Обсуждение: INSERT/UPDATE statements sometimes choosing not to use PK index?

Поиск
Список
Период
Сортировка

INSERT/UPDATE statements sometimes choosing not to use PK index?

От
Matt
Дата:
I have a relatively simple data load script, which upserts (UPDATE existing rows, INSERT new rows), which should be supported by the primary key index, the only index on this table: 

    UPDATE destination SET ... FROM staging WHERE staging.pk = destination.pk
    INSERT INTO destination SELECT ... FROM staging WHERE NOT EXISTS(SELECT * FROM destination WHERE pk  = staging.pk); 

In most cases, EXPLAIN and runtime tell me the index is utilized. However, sometime on back to back runs (5 minute intervals) the runtime explodes and EXPLAIN shows me that the PK index is not used, as both the staging table and destination table a sequentially scanned. The source data maintains the same pattern, and this load job is the only write activity in this particular database. 

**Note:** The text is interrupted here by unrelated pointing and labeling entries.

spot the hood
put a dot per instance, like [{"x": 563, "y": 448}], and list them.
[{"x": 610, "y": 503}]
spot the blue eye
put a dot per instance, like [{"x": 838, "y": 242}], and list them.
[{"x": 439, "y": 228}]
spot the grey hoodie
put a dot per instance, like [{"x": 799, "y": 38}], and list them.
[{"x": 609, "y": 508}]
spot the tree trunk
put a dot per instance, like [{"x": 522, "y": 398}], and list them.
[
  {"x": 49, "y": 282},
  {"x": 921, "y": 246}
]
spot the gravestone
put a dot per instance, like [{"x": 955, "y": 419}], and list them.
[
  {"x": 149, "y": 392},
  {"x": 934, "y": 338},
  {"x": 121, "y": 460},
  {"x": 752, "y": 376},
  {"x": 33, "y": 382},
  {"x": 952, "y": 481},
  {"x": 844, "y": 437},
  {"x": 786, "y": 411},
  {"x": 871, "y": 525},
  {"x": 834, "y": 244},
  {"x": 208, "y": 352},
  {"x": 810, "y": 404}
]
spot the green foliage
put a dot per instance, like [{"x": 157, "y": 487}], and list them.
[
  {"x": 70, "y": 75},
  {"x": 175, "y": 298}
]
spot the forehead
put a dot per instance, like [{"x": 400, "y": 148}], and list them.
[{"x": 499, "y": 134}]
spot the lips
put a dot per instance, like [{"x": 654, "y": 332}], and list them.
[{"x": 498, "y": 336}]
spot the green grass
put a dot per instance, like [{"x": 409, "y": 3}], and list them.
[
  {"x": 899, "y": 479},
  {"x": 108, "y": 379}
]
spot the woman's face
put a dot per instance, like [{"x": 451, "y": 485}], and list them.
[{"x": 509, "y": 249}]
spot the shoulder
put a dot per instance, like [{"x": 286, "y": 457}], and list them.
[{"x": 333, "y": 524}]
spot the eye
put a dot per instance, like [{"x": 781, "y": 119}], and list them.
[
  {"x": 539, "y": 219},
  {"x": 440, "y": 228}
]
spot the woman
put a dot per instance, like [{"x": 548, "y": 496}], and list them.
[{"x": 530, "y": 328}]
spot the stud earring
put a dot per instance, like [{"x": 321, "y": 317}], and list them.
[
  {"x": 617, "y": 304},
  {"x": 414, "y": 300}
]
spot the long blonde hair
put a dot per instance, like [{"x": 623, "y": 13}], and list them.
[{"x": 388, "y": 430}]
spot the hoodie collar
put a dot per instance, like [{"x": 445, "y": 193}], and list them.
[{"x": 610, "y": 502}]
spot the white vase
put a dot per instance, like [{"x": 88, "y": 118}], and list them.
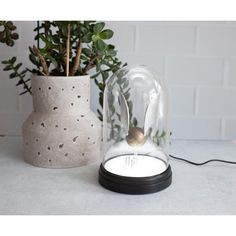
[{"x": 62, "y": 131}]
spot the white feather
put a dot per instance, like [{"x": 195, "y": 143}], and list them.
[
  {"x": 124, "y": 113},
  {"x": 150, "y": 118}
]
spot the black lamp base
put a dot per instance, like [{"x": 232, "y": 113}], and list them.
[{"x": 134, "y": 185}]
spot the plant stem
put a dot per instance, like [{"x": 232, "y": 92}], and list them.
[
  {"x": 89, "y": 66},
  {"x": 42, "y": 60},
  {"x": 68, "y": 51},
  {"x": 77, "y": 60},
  {"x": 22, "y": 80}
]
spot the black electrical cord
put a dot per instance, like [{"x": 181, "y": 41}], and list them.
[{"x": 202, "y": 163}]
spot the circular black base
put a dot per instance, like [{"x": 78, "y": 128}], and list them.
[{"x": 134, "y": 185}]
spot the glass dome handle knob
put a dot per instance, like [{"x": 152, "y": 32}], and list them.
[{"x": 136, "y": 137}]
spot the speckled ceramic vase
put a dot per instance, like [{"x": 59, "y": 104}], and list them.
[{"x": 62, "y": 131}]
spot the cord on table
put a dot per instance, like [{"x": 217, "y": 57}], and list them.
[{"x": 202, "y": 163}]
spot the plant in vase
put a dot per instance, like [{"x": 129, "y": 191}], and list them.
[{"x": 62, "y": 131}]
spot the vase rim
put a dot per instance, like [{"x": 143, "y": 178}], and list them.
[{"x": 83, "y": 77}]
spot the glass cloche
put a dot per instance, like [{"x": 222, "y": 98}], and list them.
[{"x": 135, "y": 133}]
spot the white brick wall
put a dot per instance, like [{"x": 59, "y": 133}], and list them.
[{"x": 197, "y": 60}]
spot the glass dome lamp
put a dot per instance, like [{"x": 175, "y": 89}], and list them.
[{"x": 135, "y": 133}]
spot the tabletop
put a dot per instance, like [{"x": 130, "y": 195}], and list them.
[{"x": 209, "y": 189}]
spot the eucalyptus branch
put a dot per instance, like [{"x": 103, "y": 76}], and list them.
[
  {"x": 68, "y": 51},
  {"x": 77, "y": 59}
]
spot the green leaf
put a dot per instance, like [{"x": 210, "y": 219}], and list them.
[
  {"x": 14, "y": 36},
  {"x": 97, "y": 28},
  {"x": 87, "y": 51},
  {"x": 18, "y": 66},
  {"x": 87, "y": 38},
  {"x": 7, "y": 68},
  {"x": 106, "y": 34},
  {"x": 12, "y": 60},
  {"x": 5, "y": 62},
  {"x": 100, "y": 45},
  {"x": 13, "y": 75},
  {"x": 23, "y": 92}
]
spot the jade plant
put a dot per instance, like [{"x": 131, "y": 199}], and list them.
[{"x": 64, "y": 48}]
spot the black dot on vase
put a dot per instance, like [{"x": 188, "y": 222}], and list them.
[{"x": 74, "y": 139}]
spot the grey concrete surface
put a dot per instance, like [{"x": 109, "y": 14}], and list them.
[{"x": 209, "y": 189}]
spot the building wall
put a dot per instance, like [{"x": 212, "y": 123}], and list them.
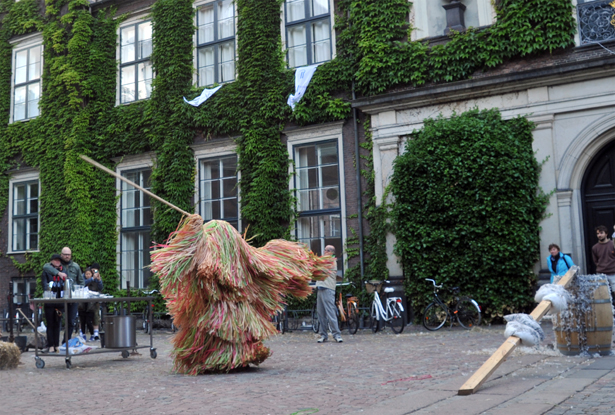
[{"x": 574, "y": 120}]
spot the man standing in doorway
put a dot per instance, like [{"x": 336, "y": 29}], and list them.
[
  {"x": 325, "y": 304},
  {"x": 73, "y": 273}
]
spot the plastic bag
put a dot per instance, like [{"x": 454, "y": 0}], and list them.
[
  {"x": 75, "y": 346},
  {"x": 525, "y": 328}
]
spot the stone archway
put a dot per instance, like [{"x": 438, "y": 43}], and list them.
[
  {"x": 576, "y": 161},
  {"x": 598, "y": 198}
]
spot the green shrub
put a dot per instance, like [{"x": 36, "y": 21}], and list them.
[{"x": 468, "y": 208}]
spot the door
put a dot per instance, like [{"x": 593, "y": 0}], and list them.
[{"x": 598, "y": 196}]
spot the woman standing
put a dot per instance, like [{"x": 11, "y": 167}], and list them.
[{"x": 557, "y": 262}]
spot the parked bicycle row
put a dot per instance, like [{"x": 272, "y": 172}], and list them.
[{"x": 386, "y": 309}]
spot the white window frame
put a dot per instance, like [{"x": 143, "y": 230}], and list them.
[
  {"x": 27, "y": 175},
  {"x": 314, "y": 135},
  {"x": 142, "y": 161},
  {"x": 19, "y": 44},
  {"x": 140, "y": 16},
  {"x": 195, "y": 40},
  {"x": 284, "y": 26},
  {"x": 212, "y": 151}
]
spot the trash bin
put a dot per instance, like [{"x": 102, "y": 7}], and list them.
[{"x": 120, "y": 332}]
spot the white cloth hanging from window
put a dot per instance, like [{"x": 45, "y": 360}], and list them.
[
  {"x": 303, "y": 76},
  {"x": 205, "y": 95}
]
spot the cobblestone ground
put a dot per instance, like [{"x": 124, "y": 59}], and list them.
[{"x": 384, "y": 373}]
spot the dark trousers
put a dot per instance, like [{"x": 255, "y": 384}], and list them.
[{"x": 53, "y": 324}]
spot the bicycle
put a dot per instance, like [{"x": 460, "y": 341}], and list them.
[
  {"x": 393, "y": 315},
  {"x": 464, "y": 309}
]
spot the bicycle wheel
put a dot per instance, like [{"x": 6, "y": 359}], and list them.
[
  {"x": 397, "y": 322},
  {"x": 315, "y": 322},
  {"x": 353, "y": 319},
  {"x": 434, "y": 316},
  {"x": 375, "y": 322},
  {"x": 468, "y": 313}
]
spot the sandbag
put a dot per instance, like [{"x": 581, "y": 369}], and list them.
[
  {"x": 524, "y": 327},
  {"x": 557, "y": 294}
]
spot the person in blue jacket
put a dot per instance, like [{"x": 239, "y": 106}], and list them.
[{"x": 557, "y": 262}]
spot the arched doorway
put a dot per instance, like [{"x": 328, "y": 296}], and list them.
[{"x": 598, "y": 198}]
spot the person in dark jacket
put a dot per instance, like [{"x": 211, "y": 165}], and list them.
[
  {"x": 71, "y": 271},
  {"x": 53, "y": 312},
  {"x": 86, "y": 310},
  {"x": 95, "y": 284}
]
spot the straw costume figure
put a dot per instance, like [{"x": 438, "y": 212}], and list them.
[{"x": 222, "y": 292}]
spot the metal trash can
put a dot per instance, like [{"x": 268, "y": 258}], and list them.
[{"x": 120, "y": 332}]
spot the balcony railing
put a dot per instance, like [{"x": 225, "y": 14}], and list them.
[{"x": 596, "y": 21}]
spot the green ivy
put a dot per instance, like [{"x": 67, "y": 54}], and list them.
[
  {"x": 468, "y": 208},
  {"x": 79, "y": 115}
]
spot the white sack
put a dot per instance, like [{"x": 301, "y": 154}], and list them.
[
  {"x": 524, "y": 327},
  {"x": 557, "y": 294}
]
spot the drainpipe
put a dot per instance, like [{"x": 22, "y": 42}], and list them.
[{"x": 359, "y": 191}]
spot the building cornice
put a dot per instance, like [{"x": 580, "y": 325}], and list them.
[{"x": 488, "y": 86}]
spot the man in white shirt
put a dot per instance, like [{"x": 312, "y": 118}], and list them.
[{"x": 325, "y": 304}]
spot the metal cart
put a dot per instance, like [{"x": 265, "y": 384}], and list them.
[{"x": 38, "y": 354}]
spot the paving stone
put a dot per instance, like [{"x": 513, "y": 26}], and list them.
[{"x": 381, "y": 374}]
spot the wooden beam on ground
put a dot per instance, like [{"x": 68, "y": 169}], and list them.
[{"x": 496, "y": 359}]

A left anti-join in the above pseudo-query explains the same, and seems to make the problem occur more frequently. 

What could cause PostgreSQL (9.1) to stop using an index in a case like this, when it normally and expectedly uses it? 

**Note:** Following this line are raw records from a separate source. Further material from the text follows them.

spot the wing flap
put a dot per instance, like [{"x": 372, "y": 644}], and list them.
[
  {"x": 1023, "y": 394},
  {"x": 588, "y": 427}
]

Re: INSERT/UPDATE statements sometimes choosing not to use PK index?

От
Tom Lane
Дата:
Matt <bsg075@gmail.com> writes:
> In most cases, EXPLAIN and runtime tell me the index is utilized. However,
> sometime on back to back runs (5 minute intervals) the runtime explodes and
> EXPLAIN shows me that the PK index is not used, as both the staging table
> and destination table a sequentially scanned.

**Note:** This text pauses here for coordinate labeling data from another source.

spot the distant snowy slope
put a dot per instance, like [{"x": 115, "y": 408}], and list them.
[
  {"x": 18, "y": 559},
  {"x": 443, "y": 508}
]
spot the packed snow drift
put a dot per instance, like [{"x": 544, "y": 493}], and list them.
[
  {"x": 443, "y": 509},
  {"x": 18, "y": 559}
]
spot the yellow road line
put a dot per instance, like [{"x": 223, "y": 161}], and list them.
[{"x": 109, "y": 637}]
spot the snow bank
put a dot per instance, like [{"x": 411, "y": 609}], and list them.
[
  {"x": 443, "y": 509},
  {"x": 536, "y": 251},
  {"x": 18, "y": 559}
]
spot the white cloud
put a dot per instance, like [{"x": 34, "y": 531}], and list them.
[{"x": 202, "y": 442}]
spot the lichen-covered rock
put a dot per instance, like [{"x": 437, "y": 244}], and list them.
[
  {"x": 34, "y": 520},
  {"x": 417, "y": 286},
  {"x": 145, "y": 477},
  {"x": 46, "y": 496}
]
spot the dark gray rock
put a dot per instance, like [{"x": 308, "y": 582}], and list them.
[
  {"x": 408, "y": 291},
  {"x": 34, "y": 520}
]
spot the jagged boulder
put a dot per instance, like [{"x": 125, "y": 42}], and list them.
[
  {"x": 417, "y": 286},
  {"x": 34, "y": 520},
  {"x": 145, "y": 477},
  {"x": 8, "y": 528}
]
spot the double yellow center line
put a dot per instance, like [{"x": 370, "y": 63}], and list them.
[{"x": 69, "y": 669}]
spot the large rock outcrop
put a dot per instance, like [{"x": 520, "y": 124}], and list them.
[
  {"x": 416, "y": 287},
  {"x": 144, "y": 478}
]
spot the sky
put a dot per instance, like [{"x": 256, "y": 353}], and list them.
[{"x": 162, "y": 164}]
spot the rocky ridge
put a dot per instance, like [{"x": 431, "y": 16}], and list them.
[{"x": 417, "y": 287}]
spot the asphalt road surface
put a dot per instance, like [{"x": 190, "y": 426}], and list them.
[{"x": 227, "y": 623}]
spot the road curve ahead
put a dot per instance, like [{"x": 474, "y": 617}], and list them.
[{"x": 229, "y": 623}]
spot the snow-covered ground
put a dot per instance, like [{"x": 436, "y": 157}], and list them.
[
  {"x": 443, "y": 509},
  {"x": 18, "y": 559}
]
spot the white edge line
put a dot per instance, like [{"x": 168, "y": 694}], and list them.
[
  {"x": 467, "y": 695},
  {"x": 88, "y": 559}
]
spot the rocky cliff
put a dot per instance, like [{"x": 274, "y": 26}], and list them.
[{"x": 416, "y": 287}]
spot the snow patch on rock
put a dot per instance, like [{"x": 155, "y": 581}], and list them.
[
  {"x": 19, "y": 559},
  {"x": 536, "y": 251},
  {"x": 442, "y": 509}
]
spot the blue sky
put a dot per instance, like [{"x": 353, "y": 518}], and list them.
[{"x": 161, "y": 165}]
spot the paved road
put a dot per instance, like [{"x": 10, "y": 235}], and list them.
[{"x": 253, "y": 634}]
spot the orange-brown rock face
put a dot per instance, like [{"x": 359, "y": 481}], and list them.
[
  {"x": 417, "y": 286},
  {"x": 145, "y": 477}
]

You haven't explained what you do with the "staging table", but maybe you
need to ANALYZE it after you've loaded fresh data into it.  The stats for
the main table are presumably somewhat stable, but the stats for the
staging table maybe not.  The apparent correlation to consecutive runs
lends some support to this theory, as that would reduce the time window
for auto-ANALYZE to fix it for you.

            regards, tom lane


Re: INSERT/UPDATE statements sometimes choosing not to use PK index?

От
Matt
Дата:
Since this is an upsert, the staging table simply accepts a copy of pipe-delimited data via a COPY FROM STDIN, and a subsequent SQL script performs the UPDATE/INSERT. The staging table is then truncated (or delete without where) for the next run: Truncate staging, COPY into staging, update then insert destination from staging, repeat on next 5 minute clock cycle. 

Since the staging table is fully loaded into the destination table, a full scan was not a concern, but the lack of index usage on the destination. For example, this is normally supported by the PK index, and performs well:

    INSERT INTO destination (…)
    SELECT (…) FROM staging
    WHERE NOT EXISTS (SELECT * FROM source WHERE source.id = destination.id)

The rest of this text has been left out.